L'histoire :
Il va pas faire ça pour son dernier jour de boulot, la veille de se retraite ? Il va pas mettre en danger sa vie alors qu’il va pouvoir en profiter comme jamais, à se réveiller quand il veut, â sortir avec sa femme et manger des donuts devant la télé ? Non, il ne va pas commettre cette folie? C’est du moins ce que ne cesse de lui répéter son coéquipier Bob. Mais depuis le temps qu’ils bossent ensemble, il devrait le connaître. Hartigan est plutôt du genre tête de bois et quand il a une idée en tête, il ne la lâche plus. C’est peut être pour ça que Bob utilise tout ce qu’il peut faire pour l’en empêcher. Tout en tirant son pardessus, il tente d’utiliser les arguments les plus forts pour l’arrêter. On commence par l’idée que s’ils y vont, ils vont mettre en danger la vie de Bob et lui n’a rien demandé. Pas mal mais pas suffisant. Bob continue et lui parle de sa propre retraite dans quelques heures. Ce serait idiot de tout foutre en l’air alors qu’il suffit d’attendre les renforts ? Pas faux mais pas encore convaincant. Il touche alors la corde sensible et lui demande de penser à sa femme Eileen. Il ne peut pas la laisser veuve alors qu’il a presque fini le job. Bien joué cette fois mais cet argument provoque l’effet inverse. En pensant à sa femme, Hartigan pense aussi à la victime : Nancy Callahan, onze ans, séquestrée. Elle va être torturé par cette ordure de Junior Roark, le fils du sénateur, un sadique dangereux et pas seulement parce qu’il est protégé. S’ils attendent, l’enfoiré aura tout le temps de s’amuser et de déchiqueter la jeune fille puis de s’échapper tranquillement. Pour Nancy, onze ans, Hartigan va se battre et personne ne pourra l’en empêcher…

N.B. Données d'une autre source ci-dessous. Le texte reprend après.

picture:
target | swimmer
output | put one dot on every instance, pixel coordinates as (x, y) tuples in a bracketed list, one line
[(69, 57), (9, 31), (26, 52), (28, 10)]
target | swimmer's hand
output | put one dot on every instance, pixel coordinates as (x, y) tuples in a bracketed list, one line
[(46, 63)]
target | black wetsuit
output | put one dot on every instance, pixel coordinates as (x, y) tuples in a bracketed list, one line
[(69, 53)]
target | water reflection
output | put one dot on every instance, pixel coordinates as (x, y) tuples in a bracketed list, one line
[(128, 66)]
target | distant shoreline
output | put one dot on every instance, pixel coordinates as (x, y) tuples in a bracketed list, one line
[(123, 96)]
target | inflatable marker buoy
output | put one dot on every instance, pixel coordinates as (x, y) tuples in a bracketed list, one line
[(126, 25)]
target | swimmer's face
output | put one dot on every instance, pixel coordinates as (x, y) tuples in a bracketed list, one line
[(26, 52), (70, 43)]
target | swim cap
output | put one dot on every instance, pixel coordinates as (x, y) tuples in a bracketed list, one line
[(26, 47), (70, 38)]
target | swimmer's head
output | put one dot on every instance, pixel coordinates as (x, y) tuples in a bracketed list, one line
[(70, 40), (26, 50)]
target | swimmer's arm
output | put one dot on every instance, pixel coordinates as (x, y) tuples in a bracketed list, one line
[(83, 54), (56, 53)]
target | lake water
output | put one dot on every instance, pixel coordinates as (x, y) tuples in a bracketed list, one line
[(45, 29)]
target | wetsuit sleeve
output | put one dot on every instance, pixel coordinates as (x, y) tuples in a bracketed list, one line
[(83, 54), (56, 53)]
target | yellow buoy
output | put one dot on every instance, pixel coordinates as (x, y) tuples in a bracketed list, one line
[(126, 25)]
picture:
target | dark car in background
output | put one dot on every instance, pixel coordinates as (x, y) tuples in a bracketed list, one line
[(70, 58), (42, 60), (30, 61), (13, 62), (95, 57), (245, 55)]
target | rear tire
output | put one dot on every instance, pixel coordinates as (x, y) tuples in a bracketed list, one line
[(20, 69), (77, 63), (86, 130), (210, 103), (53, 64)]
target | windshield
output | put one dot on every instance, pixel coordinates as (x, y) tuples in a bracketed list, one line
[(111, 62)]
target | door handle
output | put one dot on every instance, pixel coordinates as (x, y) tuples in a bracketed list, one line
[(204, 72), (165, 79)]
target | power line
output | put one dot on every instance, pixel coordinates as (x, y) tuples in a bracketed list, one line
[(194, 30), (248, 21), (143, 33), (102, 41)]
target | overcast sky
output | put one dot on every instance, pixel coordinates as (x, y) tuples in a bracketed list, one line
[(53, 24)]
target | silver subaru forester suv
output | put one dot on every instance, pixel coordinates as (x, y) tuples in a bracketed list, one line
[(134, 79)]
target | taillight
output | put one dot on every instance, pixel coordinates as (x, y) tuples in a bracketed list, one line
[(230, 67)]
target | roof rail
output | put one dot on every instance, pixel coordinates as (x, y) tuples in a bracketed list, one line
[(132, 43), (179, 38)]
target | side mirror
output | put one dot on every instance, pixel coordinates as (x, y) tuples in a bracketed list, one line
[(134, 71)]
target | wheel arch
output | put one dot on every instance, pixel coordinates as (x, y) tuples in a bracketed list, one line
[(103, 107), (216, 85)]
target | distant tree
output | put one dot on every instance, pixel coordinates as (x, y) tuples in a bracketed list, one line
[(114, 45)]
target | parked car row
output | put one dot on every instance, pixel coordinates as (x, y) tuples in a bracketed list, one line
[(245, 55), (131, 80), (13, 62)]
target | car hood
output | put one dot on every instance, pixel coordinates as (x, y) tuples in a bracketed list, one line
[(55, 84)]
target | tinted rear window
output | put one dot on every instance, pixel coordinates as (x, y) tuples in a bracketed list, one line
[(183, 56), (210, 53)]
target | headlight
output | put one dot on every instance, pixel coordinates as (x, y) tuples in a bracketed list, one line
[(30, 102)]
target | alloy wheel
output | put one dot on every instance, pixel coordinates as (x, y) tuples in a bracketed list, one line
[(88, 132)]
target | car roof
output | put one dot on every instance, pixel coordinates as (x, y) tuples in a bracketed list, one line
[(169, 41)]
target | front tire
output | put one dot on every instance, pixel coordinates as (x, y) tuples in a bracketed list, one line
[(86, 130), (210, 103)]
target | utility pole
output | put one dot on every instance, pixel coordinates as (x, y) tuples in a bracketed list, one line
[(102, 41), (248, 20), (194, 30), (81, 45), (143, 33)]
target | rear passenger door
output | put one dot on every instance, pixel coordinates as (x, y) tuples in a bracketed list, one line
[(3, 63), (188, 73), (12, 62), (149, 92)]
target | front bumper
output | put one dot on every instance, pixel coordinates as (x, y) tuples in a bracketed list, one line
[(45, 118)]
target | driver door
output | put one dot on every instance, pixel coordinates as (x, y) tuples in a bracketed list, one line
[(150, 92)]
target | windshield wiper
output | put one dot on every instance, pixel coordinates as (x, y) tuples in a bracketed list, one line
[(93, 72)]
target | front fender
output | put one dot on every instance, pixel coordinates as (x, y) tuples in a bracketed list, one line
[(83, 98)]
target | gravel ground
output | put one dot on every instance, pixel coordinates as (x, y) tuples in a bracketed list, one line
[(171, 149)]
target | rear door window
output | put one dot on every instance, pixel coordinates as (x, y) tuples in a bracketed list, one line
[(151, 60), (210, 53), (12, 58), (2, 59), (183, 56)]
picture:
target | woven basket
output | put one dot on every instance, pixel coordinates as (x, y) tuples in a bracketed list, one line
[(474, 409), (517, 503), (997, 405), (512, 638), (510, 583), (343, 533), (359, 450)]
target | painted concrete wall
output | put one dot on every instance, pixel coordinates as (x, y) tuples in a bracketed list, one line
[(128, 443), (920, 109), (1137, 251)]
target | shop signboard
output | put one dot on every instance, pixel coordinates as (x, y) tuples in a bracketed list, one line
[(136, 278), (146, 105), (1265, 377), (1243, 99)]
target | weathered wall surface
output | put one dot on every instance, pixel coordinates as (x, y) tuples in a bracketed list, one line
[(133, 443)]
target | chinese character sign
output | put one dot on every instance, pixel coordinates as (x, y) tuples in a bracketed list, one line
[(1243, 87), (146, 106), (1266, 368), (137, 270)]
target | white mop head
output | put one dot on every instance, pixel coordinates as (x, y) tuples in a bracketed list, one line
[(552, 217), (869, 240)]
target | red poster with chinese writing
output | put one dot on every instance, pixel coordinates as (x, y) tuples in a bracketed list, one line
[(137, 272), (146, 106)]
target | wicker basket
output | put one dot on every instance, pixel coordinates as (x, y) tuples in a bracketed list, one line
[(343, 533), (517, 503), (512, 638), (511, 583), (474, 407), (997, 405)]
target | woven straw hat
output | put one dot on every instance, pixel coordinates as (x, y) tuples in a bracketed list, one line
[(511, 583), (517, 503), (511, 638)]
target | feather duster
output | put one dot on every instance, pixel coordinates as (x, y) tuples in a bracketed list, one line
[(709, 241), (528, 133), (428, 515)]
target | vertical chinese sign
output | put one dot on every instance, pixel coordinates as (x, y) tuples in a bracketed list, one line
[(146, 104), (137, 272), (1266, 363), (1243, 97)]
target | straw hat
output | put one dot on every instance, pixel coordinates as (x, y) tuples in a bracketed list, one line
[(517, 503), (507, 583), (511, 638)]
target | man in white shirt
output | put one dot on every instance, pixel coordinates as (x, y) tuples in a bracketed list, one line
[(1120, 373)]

Ce qu'on en pense sur la planète BD :
Tome quatre de la réédition de la série à succès Sin City de Frank Miller. Une fois n’est pas coutume, l’auteur de Batman Dark Knight parvient à trouver une intrigue encore plus sordide et crasseuse que les précédentes. Pourtant, son héros est un policier intègre et honnête mais on le sait, quand un mec parfait tombe dans une histoire de Miller, il en prend plein la gueule ! Le côté chevalier servant d’Hartigan est à la fois sa force et sa faiblesse et rarement un héros aura autant souffert de sa bonté d’âme, jusqu’à en perdre la raison, jusqu’à en perdre la vie. On retombe dans les mêmes schémas que les tomes précédents : des rebondissements cruels, une ville qui piège et broie tout le monde, des crapules plus immondes que dans vos pires cauchemars. Mais ici, Miller rend un bel hommage à Clint Eastwood. D’abord par son personnage principal qui a tout de l’Inspecteur Harry. Puis par un récit mené comme un western avec des mecs armés de gros calibre qui vont passer leur temps à se faire vengeance eux-mêmes. On pourra parfois trouver quelques idées peu crédibles mais qu’importe. La caricature (tout comme celle de l’ignoble salopard en jaune) n’est là que pour renforcer le tragique d’un homme bon, étouffé petit à petit par un système dégueulasse. Ce piège infâme et inextricable prend des allures de symphonie macabre avec le dessin toujours plus beau et crépusculaire de Miller. Son noir et blanc gagne encore en spectaculaire avec parfois des grandes cases exceptionnelles comme la cage d’Hartigan ou le corps du héros en contre plongée façon statue grecque. Un noir et blanc comme vous n’en avez jamais vu, qui laisse peu de place à l’espoir et qui distille l’effroi dans le coeur. Reste la beauté hypnotique de… Nancy Callahan.